Gadis itu berjalan mendekati kamar adik sepupunya. Dia mengetuk pintu beberapa kali dengan keras sebelum membukanya dengan paksa.
"Diki, bangun!" teriaknya.
"Mau sampai kapan kau terus bermalas-malasan seperti itu?" lanjutnya sambil menggoncang-goncangkan tubuh Diki. Wanita berambut hitam itu memasang wajah kesal.
Perlahan-lahan Diki membuka matanya dan mendapati sesosok perempuan dengan wajah manis dengan rambut terurai sepinggang. Ya, tidak lain dia Karina, kakak sepupunya, yang kini sedang berdiri di depan pintu.
"Oh, sudah pagi?"
Lelaki bermata hitam tersebut kini mulai bangun dengan ekspresi kebingungan.
"Cepat cuci muka dan lekas sarapan!"
Bukannya menjawab, gadis tersebut malah mengomel seraya menunjukkan jarinya ke arah kamar mandi. Lalu dia berbalik dan kembali menuju dapur untuk menyiapkan sarapan.
Diki yang telah selesai mencuci muka kemudian pergi ke tempat duduk ruang makan. Di sana, nampak kakaknya baru saja selesai menyiapkan sarapan.
"Selamat makan." kedua orang tersebut mengatakannya secara bersamaan.
Setelah selesai sarapan, Diki bergegas ke kamar mandi. Sedangkan Karina membereskan hidangan.
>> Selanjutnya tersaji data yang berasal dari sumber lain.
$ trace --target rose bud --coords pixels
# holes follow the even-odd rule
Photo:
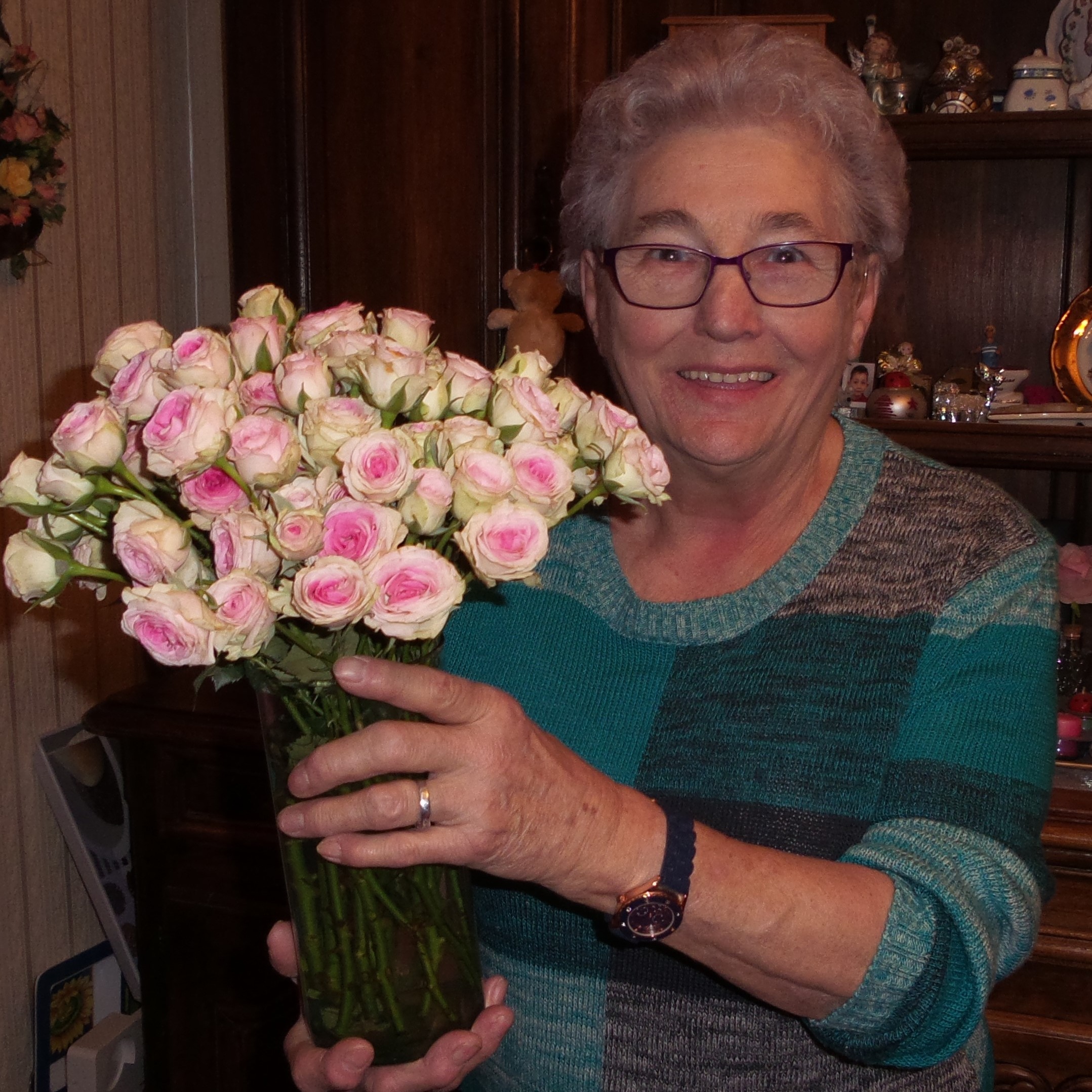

Selang beberapa saat, Diki sudah siap untuk berangkat ke markas Nevela tempat ia bekerja. Semua perlengkapannya sudah dimasukkan dalam ranselnya dan pedangnya juga sudah ia selipkan di punggungnya.
Gadis berambut hitam dibelakangnya nampaknya juga sudah mempersiapkan keperluannya. Dia mengenakan baju biru langit dengan kerah terbuka serta rok putih yang membuatnya terlihat semakin menarik. Pedangnya menggantung di pinggangnya.
"Karina, tangkap!"
Setelah mengunci pintu rumahnya rapat-rapat, Diki melemparkan kunci itu pada gadis didepannya. Dengan sigap sang gadis pun menangkapnya.
Mereka berdua berjalan melewati beberapa rumah penduduk. Sampai di depan bekas rumah yang terbakar mereka pun berhenti.
Kedua mata Diki memandangi sisa-sisa kebakaran kemarin. Tatapannya tidak ringan tapi tidak pula tajam. Matanya dipejamkan sesaat, kemudian dibuka kembali.
Karina yang berdiri disampingnya sesekali merapikan rambutnya yang terkena terpaan angin pagi. Gadis itu memandangi pada arah yang sama dipandang orang disampingnya.
Jika dilihat dari samping, gadis yang memasang wajah agak sedih itu terlihat sangat manis. Tingginya 164 cm, dengan kata lain 2 cm lebih tinggi dari adik sepupunya itu, membuatnya seolah-olah seperti gadis dengan tubuh yang ideal.
Kini gadis tersebut membuka pembicaraan dan mengakhiri keheningan.
"Suram, ya?" Memalingkan wajahnya dia bertanya.
"Kupikir begitu." Datar Diki menjawab.
"Jadi, apa sebenarnya yang terjadi semalam?" lanjutnya membalas tatapan sang gadis.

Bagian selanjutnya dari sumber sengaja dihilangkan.